Celui-ci fut porter ses talens, ses lumières et ses autres dignités à la cour de Berlin, où jamais il n’a rien fait qui pût justifier le brevet d’académicien dont l’avait gratifié le roi de Prusse. Voltaire en disait des choses épouvantables, et notamment à l’occasion d’un procès qu’il avait eu dans sa jeunesse et dans le comtat Venaissin. Toujours est-il que ce roi philosophe avait fini par le prier de s’en retourner en Provence avec madame la marquise, laquelle avait été danseuse à la comédie de Francfort. C’était, disait-on, le couple le plus affamé, le plus intrigant, le plus philosophiquement cynique et le plus méprisable de la terre.
Le Roi de Prusse n’en a pas moins fait une belle épitaphe latine en l’honneur de M. d’Argens, qu’il y qualifie son chambellan. Il aurait bien dû lui faire, au lieu d’une épitaphe, une pension de quelques mille florins, et surtout la lui payer sans retenue ; car je vous dirai que le grand Frédérick était sujet à l’exercice de la retenue sur ses pensionnaires. Maupertuis ne lui pardonnait pas de l’avoir obligé de contribuer à la construction d’une caserne et la réparation de la citadelle de Spandau pour une somme de mille florins brandebourgeois. Voltaire disait aussi que sur sa pension de deux mille écus on lui avait retenu quatre mille francs pour établir un polygone à Neufchâtel.

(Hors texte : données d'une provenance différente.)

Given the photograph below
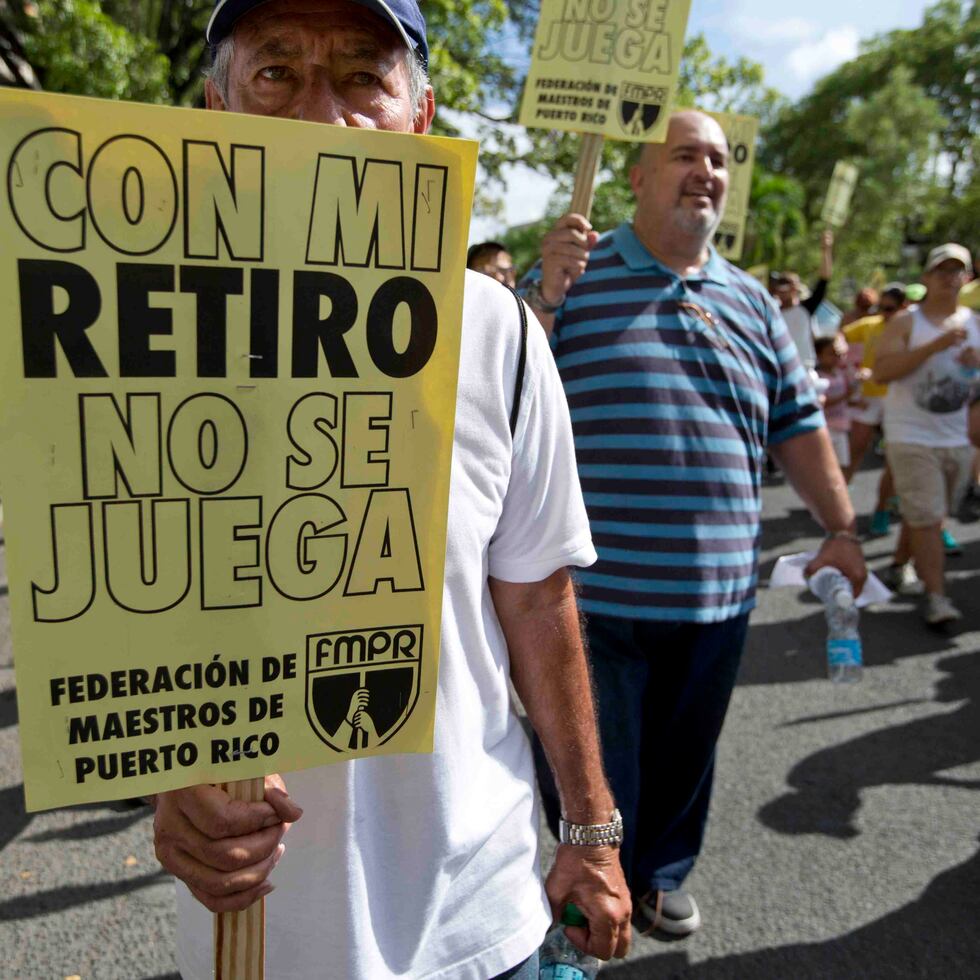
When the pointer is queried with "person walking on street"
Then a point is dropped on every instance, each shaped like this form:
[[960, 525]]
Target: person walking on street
[[679, 373], [425, 865], [929, 357], [798, 313]]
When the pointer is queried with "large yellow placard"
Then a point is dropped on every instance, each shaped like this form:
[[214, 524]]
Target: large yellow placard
[[229, 370], [837, 203], [741, 133], [605, 66]]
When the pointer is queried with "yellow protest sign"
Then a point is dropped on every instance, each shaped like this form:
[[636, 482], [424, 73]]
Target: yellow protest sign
[[741, 133], [605, 66], [838, 201], [229, 370]]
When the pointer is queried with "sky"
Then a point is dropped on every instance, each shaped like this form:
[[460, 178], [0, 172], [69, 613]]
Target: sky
[[796, 44]]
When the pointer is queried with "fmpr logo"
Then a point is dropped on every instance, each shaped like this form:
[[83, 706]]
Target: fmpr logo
[[362, 685], [639, 107]]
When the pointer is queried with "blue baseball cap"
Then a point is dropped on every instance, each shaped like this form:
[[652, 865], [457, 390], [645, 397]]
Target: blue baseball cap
[[404, 15]]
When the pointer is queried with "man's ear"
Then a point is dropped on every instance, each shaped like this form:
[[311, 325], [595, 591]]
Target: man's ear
[[426, 114], [212, 97]]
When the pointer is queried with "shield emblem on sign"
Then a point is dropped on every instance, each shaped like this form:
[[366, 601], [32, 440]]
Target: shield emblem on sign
[[362, 685], [638, 118]]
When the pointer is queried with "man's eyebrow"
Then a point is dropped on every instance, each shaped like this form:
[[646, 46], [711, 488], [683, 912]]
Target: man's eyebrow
[[699, 148], [365, 49], [275, 48]]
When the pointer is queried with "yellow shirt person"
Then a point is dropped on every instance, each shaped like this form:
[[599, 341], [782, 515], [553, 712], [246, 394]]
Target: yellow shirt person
[[862, 337]]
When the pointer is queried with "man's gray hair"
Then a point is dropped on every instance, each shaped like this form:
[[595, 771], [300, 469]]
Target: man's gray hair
[[418, 79]]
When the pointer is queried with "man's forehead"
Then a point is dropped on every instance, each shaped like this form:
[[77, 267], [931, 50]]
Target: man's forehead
[[695, 129], [282, 18]]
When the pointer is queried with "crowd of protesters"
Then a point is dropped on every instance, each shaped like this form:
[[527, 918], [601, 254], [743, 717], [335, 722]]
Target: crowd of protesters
[[633, 450]]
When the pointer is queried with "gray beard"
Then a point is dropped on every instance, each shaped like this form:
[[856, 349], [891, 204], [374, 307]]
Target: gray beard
[[699, 224]]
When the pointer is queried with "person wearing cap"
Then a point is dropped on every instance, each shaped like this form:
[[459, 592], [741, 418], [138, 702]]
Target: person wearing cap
[[865, 301], [798, 313], [492, 259], [424, 865], [680, 373], [929, 356], [868, 412]]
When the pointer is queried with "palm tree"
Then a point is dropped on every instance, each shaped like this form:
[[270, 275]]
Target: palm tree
[[775, 218]]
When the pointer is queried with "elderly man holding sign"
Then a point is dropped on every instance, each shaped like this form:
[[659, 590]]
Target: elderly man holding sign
[[423, 865], [679, 375]]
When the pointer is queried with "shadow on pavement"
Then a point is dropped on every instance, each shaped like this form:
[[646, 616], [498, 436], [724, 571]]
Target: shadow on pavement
[[932, 936], [58, 899], [8, 708], [827, 786]]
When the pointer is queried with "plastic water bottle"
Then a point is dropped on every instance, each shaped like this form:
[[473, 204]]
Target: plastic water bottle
[[843, 639], [560, 958]]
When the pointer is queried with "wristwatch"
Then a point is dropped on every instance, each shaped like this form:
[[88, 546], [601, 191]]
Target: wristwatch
[[592, 834], [534, 298]]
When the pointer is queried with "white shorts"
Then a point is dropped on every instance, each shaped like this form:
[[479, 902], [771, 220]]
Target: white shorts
[[871, 413], [841, 441]]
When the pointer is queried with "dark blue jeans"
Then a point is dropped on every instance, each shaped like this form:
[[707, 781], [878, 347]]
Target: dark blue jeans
[[528, 970], [662, 690]]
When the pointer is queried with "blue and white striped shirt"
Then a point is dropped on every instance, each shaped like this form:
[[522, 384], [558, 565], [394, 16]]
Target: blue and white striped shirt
[[672, 415]]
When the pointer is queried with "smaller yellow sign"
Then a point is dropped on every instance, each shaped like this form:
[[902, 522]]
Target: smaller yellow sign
[[741, 133], [605, 66], [838, 201]]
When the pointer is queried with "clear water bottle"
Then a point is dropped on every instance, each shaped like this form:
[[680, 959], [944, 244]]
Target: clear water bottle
[[560, 958], [843, 640]]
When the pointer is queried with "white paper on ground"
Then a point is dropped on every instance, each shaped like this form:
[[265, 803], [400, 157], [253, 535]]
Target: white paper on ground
[[789, 572]]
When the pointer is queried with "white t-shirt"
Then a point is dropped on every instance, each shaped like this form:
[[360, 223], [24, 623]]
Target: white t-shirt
[[929, 406], [417, 866], [800, 325]]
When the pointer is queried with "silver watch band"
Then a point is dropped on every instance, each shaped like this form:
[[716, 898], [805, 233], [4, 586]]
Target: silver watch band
[[592, 834]]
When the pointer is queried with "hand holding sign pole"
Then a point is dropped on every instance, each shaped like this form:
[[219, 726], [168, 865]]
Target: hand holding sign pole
[[839, 192], [239, 937], [606, 69]]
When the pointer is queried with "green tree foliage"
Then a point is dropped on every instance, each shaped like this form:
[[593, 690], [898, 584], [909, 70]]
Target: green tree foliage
[[75, 47], [775, 220], [176, 28], [906, 112]]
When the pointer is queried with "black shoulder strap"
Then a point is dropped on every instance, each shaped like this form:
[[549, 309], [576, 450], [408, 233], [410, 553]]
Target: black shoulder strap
[[521, 362]]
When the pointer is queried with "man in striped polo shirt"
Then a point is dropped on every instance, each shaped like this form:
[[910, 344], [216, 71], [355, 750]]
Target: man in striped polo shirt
[[679, 374]]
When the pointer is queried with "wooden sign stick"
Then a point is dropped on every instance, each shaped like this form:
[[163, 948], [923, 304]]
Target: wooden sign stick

Nous allons passer brusquement, et sans aucun artifice de transition grammaticale, à Messire Charles-Jean-François Hénault, Chevalier, Seigneur de Belmont, Conseiller du Roi en sa cour des Pairs et de parlement, Président ez Enquêtes d’Icelle, Chancelier de la Reine et Surintendant de la maison de Madame la Dauphine, l’un des quarante de l’Académie française et membre de celle des inscriptions et belles-lettres, lequel était né le 29 décembre 1684, et mourut le 24 novembre 1770. (— Je laisse toujours dire et penser que je ne suis né qu’en 1685, parce que je ne fus baptisé que sept mois après ma naissance, nous disait-il un soir, et c’est toujours autant de gagné pour la perpétuité de ma réputation de galantin. Il avait alors à peu près soixante et douze ans.)

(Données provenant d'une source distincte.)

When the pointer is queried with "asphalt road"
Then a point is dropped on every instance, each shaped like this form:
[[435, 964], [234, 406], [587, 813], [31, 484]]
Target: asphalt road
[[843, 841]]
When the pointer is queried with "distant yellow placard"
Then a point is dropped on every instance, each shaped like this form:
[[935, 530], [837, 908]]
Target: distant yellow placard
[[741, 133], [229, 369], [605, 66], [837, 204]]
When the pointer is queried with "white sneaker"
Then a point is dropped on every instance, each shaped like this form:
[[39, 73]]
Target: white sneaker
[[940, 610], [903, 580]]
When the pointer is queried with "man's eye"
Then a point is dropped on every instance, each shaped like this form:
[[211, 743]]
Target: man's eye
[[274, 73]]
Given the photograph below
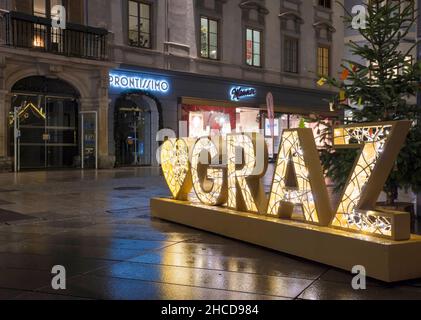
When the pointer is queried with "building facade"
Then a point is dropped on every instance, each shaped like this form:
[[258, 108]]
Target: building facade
[[98, 92]]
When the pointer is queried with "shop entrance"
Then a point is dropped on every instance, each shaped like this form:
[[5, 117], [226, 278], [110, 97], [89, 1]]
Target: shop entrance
[[43, 126], [135, 129]]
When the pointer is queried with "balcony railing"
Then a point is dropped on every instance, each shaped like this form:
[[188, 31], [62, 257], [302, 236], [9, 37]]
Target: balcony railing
[[26, 31]]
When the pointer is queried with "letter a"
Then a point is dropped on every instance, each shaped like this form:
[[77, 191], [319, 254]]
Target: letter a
[[298, 158]]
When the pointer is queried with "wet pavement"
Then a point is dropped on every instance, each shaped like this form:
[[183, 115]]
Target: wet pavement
[[98, 226]]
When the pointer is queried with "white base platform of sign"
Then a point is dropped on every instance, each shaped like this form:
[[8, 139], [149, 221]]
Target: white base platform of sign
[[386, 260]]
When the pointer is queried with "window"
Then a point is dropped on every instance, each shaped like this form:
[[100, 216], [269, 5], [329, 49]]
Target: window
[[291, 55], [323, 60], [325, 4], [208, 38], [253, 47], [40, 8], [139, 24]]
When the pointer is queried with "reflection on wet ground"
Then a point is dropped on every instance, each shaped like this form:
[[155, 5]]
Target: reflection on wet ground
[[98, 225]]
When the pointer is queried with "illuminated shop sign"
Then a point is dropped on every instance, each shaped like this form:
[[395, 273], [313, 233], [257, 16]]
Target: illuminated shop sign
[[139, 82], [239, 93], [226, 176]]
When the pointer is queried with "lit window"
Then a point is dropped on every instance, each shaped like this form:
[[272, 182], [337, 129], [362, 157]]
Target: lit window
[[40, 8], [323, 60], [139, 24], [208, 38], [253, 47], [291, 55]]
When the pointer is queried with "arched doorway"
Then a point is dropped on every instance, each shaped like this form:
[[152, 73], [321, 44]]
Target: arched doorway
[[137, 121], [44, 124]]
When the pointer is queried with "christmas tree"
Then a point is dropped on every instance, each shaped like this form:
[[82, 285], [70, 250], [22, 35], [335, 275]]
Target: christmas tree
[[380, 85]]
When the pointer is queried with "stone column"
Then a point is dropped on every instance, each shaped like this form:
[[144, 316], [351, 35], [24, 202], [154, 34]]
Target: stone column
[[106, 160], [5, 103]]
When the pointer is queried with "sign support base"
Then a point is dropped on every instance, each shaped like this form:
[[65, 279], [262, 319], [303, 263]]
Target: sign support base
[[384, 259]]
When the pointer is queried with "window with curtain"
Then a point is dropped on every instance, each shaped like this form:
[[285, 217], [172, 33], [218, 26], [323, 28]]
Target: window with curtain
[[253, 47], [140, 24], [291, 55], [209, 38]]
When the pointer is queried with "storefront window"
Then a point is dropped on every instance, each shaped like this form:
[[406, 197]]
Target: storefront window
[[253, 47]]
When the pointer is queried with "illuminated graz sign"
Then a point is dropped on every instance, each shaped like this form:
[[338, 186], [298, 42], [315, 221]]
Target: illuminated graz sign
[[145, 83], [239, 93], [236, 183]]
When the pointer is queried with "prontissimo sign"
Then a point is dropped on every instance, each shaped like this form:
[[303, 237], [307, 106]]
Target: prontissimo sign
[[225, 175], [236, 184]]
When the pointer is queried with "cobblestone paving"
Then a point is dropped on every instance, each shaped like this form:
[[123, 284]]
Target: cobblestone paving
[[98, 225]]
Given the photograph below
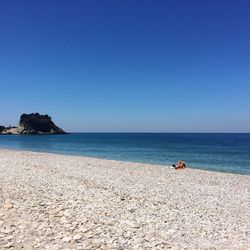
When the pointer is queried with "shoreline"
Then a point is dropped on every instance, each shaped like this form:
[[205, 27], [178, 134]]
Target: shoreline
[[54, 201], [132, 162]]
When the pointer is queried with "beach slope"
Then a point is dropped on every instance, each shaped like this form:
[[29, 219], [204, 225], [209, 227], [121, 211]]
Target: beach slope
[[50, 201]]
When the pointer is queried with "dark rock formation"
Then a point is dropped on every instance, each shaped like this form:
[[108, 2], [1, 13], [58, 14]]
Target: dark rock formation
[[38, 124], [2, 128], [34, 123]]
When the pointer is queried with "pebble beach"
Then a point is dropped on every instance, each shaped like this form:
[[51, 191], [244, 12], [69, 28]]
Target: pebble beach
[[51, 201]]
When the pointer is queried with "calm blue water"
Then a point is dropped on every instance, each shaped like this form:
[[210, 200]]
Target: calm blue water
[[219, 152]]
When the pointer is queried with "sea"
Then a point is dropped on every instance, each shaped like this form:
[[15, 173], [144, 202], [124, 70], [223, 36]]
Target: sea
[[211, 151]]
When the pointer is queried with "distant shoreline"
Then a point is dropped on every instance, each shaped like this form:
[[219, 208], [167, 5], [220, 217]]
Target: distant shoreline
[[121, 161], [89, 202]]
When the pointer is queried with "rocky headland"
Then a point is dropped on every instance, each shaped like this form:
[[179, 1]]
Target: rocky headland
[[32, 124]]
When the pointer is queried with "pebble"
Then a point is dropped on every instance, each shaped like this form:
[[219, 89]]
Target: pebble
[[66, 202]]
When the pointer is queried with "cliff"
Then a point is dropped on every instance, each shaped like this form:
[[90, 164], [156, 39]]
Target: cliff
[[34, 123]]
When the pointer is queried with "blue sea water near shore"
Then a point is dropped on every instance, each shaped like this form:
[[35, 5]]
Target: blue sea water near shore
[[218, 152]]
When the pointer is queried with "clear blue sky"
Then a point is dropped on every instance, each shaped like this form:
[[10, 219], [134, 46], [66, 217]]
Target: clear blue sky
[[152, 66]]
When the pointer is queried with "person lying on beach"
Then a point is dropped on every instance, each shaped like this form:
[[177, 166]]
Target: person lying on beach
[[180, 165]]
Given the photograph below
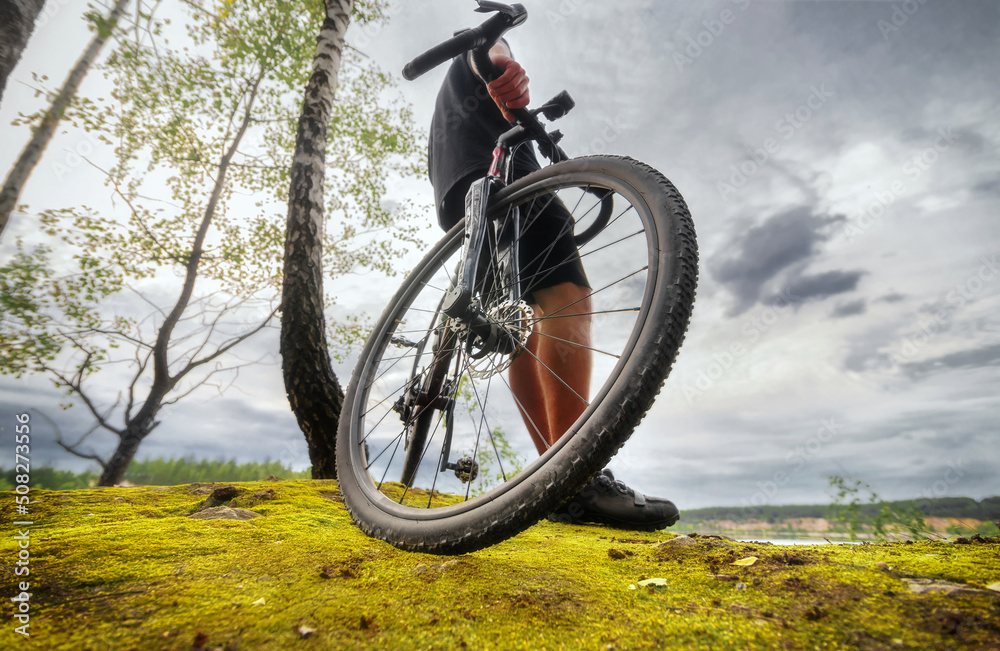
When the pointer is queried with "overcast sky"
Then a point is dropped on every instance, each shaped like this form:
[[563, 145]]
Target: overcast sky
[[840, 162]]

C’était un homme aimable et poli. Son Abrégé chronologique de l’Histoire de France était le maître fleuron de sa couronne et le cimier de son casque ; c’était avec ce livre au bout du bras qu’il était allé frapper à toutes les portes académiques ; mais j’ai toujours pensé que, si quelque pauvre diable avait composé cet abrégé chronologique, il en aurait tiré douze ou quinze louis d’un libraire, et voilà tout. C’est un ouvrage qui n’est pas dépourvu de quelque mérite, et dont le mérite a toujours été fort exagéré par les amis du Président. Rulhières disait pourtant que ce livre avait été fort utile à Mme et M. Geoffrin, parce qu’ils en avaient appris qu’Henry IV n’était pas le fils d’Henry III et que Louis XII n’était pas le père de Louis XIII, ce qui les avait étonnés au dernier point.
Ce bon Président Hénault ! je le verrai toujours corrigeant, soignant et multipliant les éditions de son abrégé chronologique. Il y mettait son âme et sa vie ; il y trouvait sa gloire et sa joie. La Gazette de France en parlait avec éloge ; on en parlait dans l’Année littéraire : il en a passé soixante et six années de sa vie dans un parfait bonheur.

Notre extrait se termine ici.